Venture capitalists have been getting a black eye to go with their blue shirts. A recent report from the Kauffman Foundation slammed VCs for “shortchanging” investors, pointing out that public markets deliver better returns. The next day, Fred Wilson, general partner at Union Square Ventures and prominent VC blogger, suggested that a flood of crowdfunding money unleashed by the JOBS Act could sweep away venture capitalists altogether.
It could happen.
“The game has changed,” says Paul Kedrosky, a senior fellow at the Kauffman Foundation who’s focused on entrepreneurship, innovation and the future of risk capital. “It’s obvious to everyone in the industry that crowdfunding is no longer just a toy.”
For startups, it’s now a realistic option to traditional sources like first-tier VCs. And that could spell trouble for the guys on Sand Hill Road. “For the most part, VCs add very little value, so it’s not surprising that if you can get a high-liquidity, low-maintenance form of early-stage funding for your startup, that will pretty quickly push aside more traditional capital providers like bad VCs,” Kedrosky says.
Fred Wilson pointed out that if every American decided to allocate one percent of his or her liquid net worth to crowdfunding, that’d add up to $300 billion – 10 times the amount now sloshing around in the venture sector. And while the chance of that happening has been pooh-poohed by some observers, Kedrosky calls $300 billion “a credible number.”
Going Mainstream
Crowdfunding has yet to hit the mainstream, but it’s getting there. There are vehicles on the way that will help casual investors allocate a piece of their paycheck to startup ventures the same way they deduct now for a 401(k). “Then,” Kedrosky says, “this becomes a tsunami.”
But Kedrosky thinks it’d be “a disaster” if it happened. “It could end up destroying the marketplace. I love vandalism as much as the next punk, but I’m very leery of embracing the idea of even more money flowing into the venture industry. The problem fundamentally is subpar returns – and the reason for that is there’s already too much money in the industry.”

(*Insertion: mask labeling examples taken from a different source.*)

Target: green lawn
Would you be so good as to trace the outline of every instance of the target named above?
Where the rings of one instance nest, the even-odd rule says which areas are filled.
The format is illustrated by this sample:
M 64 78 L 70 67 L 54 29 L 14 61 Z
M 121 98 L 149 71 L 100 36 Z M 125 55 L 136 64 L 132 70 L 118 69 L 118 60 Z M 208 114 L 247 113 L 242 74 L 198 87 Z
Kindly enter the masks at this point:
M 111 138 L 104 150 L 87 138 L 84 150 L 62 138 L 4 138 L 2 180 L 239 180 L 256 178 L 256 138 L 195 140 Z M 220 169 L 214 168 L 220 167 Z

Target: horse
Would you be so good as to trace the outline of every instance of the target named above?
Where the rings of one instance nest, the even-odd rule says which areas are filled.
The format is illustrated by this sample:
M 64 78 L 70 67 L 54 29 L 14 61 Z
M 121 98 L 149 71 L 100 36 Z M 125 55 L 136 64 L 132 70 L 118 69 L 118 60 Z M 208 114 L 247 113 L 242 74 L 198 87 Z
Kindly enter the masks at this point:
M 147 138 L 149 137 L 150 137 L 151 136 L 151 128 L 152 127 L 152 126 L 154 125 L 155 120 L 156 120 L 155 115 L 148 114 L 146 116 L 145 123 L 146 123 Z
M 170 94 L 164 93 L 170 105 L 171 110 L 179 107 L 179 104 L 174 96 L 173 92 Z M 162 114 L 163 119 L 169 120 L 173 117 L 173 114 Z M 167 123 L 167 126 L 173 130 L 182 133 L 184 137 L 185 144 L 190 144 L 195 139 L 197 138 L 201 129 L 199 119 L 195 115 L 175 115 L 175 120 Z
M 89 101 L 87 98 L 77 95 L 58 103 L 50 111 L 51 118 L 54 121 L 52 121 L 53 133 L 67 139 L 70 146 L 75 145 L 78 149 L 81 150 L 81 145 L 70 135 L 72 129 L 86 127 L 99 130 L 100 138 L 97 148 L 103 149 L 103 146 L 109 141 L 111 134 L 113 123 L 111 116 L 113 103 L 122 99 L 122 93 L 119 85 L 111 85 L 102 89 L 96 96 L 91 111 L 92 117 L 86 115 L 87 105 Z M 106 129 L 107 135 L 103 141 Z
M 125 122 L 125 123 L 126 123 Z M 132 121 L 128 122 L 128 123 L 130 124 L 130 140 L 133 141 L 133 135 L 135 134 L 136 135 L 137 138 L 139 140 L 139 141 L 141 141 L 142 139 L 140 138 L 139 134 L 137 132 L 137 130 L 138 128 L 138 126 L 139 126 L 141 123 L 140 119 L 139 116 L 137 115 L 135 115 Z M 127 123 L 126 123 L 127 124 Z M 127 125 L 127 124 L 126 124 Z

Back to Wilson’s point. What will happen if and when the crowdfunding fire hose gets turned to full blast? Will VCs be crowded out?
Some of them will.
If the market is made more liquid, bid-ask spreads will contract. Deals will be priced higher, returns will drop and the market will be an option for only the top players. Big-brand VC firms will survive but others will go the way of Palm – or be forced to become Series B and C investors.
Who Is This Good For?
So, more freewheeling crowdfunders and fewer meddlesome VCs. For startups, that might seem a positive trend.
Not so fast.
Crowdfunders are fickle. They may crawl all over you on a first date but not take your calls when it’s time for follow-on rounds. “Crowdfunding is great for the shiny new thing,” Kedrosky says. “But the acid test is, if you hit a speed wobble with your company, can you raise a subsequent round of funding? The early record on multiround financing is not good.”
VCs have noted this and tuned their pitches accordingly, telling startups that only they will be there in sickness and in health. “While VCs are not as good about sticking around in bad times as they claim they are,“ Kedrosky says, “they are still much better than crowdfunding seems to be.”
VCs – at least the good ones – won’t be going away. But Kedrovsky finds it entertaining to watch the industry confront the creative destruction that so many of its evangelists preach:
“The amusing part for me is that if you go back to orthodox disruptive-innovation thinking, which VCs love – the old Clay Christensen stuff – the hallmark of innovation is that incumbents dismiss it initially as a toy… Look how VCs have responded to crowdfunding. They call it a toy. They say, ‘Sure, it’s good for little lifestyle companies, but it’s not good for venture-type companies.’ It’s lovely how disruptive thinking has come back to bite them in the ass.”